Возникшая в ходе петровских реформ Российская империя, созданная на основе идеи рационального регулярного устройства, нуждалась, как уже сказано, в легитимации, в том числе средствами истории. Опоры в виде исторических знаний требовал также начавшийся заново, на новой основе, процесс формирования национальной идентичности – но знаний уже иного, чем прежде, секулярного и верифицируемого характера. По мере формирования на протяжении столетия национального самосознания интерес к прошлому все более усиливался, а на смену свойственной соратникам Петра гордости за «Россию молодую» приходила характерная для эпохи Екатерины Великой гордость за многовековую историю страны. Причем это было не просто обретение заново собственной истории, утерянной в ходе радикальной трансформации. Это было содержательно новое знание, в фокусе которого была уже не история отдельных родов, необходимая для местнических счетов, и даже не история только правящей династии, но собственно история страны, хотя и ориентированная преимущественно на историю русской государственности. Наконец, в отличие от летописной традиции предшествующих веков, стимулом к познанию прошлого становилось не стремление зафиксировать события земной жизни для отчета на Божьем суде[99], а сочетание осознания утилитарного значения истории для политических и воспитательных целей с характерной для эпохи Просвещения жаждой знания как такового. Иначе говоря, формирующаяся заново версия прошлого России, так же как в Европе в целом, должна была иметь гражданский, секулярный характер, что полностью соответствовало и духу петровских преобразований.

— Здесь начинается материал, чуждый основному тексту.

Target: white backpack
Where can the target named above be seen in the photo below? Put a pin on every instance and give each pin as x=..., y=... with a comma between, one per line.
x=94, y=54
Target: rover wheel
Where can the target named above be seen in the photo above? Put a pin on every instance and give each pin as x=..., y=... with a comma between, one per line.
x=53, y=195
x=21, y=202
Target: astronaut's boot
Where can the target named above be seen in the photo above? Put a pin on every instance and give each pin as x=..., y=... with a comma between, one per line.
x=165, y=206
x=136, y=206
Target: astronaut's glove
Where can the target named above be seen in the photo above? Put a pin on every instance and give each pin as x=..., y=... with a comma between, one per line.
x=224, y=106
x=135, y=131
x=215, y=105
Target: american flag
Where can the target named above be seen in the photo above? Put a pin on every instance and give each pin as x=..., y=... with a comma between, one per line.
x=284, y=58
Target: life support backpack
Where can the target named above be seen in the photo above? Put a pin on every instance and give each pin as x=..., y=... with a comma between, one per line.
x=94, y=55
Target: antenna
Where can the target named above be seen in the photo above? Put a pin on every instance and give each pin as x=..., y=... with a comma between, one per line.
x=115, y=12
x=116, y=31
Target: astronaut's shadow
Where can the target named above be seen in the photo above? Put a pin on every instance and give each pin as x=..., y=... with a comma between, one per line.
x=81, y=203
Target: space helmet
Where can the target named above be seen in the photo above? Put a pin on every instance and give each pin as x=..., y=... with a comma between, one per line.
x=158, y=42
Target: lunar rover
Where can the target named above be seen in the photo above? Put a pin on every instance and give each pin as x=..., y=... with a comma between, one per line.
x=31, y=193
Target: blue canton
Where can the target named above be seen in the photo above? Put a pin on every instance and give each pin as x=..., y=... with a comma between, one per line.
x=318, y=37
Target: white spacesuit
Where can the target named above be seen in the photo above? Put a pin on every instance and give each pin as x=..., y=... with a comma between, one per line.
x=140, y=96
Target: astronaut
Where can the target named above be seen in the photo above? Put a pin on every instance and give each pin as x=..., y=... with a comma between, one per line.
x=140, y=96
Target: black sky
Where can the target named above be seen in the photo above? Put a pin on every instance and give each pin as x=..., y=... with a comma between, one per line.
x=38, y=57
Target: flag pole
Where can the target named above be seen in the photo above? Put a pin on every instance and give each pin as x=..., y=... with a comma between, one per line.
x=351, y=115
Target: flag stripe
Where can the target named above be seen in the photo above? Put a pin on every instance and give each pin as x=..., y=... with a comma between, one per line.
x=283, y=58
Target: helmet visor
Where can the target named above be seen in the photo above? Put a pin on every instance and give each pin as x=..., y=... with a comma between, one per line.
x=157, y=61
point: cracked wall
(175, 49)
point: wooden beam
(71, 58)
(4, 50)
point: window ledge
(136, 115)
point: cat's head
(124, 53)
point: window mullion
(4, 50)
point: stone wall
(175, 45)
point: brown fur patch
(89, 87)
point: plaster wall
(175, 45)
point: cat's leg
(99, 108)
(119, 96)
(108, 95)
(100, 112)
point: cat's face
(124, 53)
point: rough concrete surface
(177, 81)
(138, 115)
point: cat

Миллер вполне разделял характерные для его времени взгляды на значение исторического знания и уже в своем проекте Исторического департамента Академии наук в 1746 году писал:

Каждому человеку… в истории необходимая нужда есть; она обыкновенно называется зерцалом человеческих действий, по которому о всех приключениях нынешних и будущих времен, смотря на прошедшия, разсуждать можно[100].